Tax season can be stressful, and making mistakes on your return can lead to delays, penalties, or even missed opportunities for refunds. Whether you’re filing as an individual, a freelancer, or a small business owner in Halifax, avoiding common tax filing mistakes is key to a smooth process. Here are some of the most frequent errors to watch out for.
1. Missing the Tax Filing Deadline
One of the most common mistakes is simply filing late. In Canada, the tax deadline for most individuals is April 30. If you or your business owe taxes and file after the deadline, you may face penalties and interest charges.
Tip: Mark the date on your calendar and file early to avoid last-minute stress.
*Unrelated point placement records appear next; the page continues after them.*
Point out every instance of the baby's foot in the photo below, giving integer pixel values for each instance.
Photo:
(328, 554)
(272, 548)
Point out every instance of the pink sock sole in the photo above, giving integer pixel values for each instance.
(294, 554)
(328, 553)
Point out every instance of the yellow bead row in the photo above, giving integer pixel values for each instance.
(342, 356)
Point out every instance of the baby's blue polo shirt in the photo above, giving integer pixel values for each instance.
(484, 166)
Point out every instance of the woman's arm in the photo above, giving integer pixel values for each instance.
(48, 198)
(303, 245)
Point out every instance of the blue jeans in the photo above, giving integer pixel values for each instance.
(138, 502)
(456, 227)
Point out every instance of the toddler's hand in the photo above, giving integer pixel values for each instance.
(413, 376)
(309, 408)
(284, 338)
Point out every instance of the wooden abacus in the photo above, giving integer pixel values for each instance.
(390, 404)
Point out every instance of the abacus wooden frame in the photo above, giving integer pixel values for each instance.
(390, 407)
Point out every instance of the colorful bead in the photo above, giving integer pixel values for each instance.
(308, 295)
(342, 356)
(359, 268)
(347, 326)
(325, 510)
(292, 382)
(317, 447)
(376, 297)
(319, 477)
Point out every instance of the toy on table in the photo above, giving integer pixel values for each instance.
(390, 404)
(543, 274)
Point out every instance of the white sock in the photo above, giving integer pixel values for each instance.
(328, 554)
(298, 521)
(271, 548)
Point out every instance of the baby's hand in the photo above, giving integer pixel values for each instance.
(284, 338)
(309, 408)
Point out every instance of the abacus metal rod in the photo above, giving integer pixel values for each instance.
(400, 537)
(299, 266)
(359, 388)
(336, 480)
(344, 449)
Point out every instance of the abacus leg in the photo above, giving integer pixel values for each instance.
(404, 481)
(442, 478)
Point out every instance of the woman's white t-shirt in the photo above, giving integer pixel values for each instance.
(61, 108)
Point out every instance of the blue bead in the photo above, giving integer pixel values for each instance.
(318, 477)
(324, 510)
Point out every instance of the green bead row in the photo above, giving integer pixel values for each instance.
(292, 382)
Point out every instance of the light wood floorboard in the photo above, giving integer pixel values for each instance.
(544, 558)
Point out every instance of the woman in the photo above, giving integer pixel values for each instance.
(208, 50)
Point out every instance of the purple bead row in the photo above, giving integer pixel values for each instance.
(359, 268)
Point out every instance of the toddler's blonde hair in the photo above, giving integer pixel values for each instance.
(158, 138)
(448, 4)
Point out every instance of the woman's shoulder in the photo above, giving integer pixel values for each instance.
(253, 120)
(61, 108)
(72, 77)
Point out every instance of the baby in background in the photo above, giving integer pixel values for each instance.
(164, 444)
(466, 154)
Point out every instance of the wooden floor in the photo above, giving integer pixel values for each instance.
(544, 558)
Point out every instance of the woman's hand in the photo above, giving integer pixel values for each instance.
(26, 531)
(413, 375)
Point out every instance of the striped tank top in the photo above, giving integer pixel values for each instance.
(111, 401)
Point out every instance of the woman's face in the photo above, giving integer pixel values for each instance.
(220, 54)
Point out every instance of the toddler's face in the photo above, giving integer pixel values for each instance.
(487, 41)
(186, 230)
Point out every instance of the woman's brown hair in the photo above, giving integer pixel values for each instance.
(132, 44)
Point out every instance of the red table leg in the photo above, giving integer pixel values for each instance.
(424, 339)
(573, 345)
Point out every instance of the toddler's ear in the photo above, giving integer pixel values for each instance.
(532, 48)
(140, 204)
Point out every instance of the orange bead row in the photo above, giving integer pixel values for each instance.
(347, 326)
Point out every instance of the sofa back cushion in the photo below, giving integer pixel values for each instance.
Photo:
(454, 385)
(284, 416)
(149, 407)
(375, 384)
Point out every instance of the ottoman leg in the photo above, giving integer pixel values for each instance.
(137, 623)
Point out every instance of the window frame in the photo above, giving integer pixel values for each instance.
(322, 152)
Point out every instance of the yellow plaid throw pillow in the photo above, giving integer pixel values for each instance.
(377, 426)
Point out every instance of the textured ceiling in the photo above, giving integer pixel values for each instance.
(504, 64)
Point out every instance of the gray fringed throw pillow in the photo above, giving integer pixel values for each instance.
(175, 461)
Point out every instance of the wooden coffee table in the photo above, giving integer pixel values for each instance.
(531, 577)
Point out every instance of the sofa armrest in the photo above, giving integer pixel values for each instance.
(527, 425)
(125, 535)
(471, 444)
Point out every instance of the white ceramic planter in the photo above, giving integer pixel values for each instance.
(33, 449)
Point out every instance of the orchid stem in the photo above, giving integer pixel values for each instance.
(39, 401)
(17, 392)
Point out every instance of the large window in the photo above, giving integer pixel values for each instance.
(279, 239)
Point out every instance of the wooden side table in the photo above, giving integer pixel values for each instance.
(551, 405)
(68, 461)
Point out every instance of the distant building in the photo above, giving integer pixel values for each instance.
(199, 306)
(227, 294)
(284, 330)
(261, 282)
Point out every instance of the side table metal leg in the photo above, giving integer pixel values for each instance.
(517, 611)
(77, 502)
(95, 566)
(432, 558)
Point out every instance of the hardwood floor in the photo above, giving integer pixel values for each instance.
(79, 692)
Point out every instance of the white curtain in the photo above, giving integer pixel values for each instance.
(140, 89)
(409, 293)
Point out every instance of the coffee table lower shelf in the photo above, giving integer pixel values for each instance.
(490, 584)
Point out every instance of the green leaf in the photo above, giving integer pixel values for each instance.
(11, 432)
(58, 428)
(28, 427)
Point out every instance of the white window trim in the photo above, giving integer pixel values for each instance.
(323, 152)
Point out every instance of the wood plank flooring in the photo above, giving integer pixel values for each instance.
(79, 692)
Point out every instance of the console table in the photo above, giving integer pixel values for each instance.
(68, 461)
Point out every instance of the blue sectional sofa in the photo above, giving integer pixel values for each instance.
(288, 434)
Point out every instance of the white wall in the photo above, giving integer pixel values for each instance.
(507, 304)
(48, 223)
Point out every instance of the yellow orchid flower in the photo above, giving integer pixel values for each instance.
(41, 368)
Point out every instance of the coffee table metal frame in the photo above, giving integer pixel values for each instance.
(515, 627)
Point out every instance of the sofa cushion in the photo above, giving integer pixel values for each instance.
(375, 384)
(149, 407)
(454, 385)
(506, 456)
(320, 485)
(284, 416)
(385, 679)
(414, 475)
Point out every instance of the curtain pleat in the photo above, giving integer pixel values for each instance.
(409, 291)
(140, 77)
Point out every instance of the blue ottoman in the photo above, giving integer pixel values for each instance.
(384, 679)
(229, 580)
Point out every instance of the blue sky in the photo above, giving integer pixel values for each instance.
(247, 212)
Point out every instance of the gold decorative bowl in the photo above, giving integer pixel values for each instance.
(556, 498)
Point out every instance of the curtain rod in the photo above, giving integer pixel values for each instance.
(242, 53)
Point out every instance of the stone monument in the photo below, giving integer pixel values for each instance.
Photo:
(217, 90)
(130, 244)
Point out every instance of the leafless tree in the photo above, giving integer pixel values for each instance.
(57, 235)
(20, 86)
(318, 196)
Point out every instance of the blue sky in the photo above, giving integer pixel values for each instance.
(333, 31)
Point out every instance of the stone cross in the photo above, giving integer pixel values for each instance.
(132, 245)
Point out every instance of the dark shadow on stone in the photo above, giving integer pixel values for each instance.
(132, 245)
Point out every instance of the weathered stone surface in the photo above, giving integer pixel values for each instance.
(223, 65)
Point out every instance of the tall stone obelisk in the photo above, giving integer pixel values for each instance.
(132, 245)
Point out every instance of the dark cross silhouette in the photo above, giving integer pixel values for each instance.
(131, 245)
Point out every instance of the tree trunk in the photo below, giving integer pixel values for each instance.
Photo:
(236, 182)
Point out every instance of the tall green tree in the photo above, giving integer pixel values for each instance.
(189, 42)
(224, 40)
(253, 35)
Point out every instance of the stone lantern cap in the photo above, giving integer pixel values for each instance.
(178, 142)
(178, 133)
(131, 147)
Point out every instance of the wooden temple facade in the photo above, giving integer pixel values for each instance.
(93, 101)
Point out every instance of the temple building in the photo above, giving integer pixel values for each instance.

If you’re self-employed, your filing deadline is June 15, but any taxes owed are still due by April 30.
2. Failing to Report All Income
If you have multiple sources of income—such as a side gig, rental income, or freelance work—it must all be reported. The CRA cross-checks tax slips and bank transactions, and failing to report income can result in audits and penalties.
Tip: Keep track of all income sources and ensure you include them in your tax return. This includes T4 slips, investment income, self-employment earnings, and rental income.
3. Overlooking Eligible Deductions and Credits
Many Halifax residents miss out on deductions and tax credits that could lower their tax bill or increase their refund. Some common ones include:
- Medical expenses (prescription drugs, dental work, etc.)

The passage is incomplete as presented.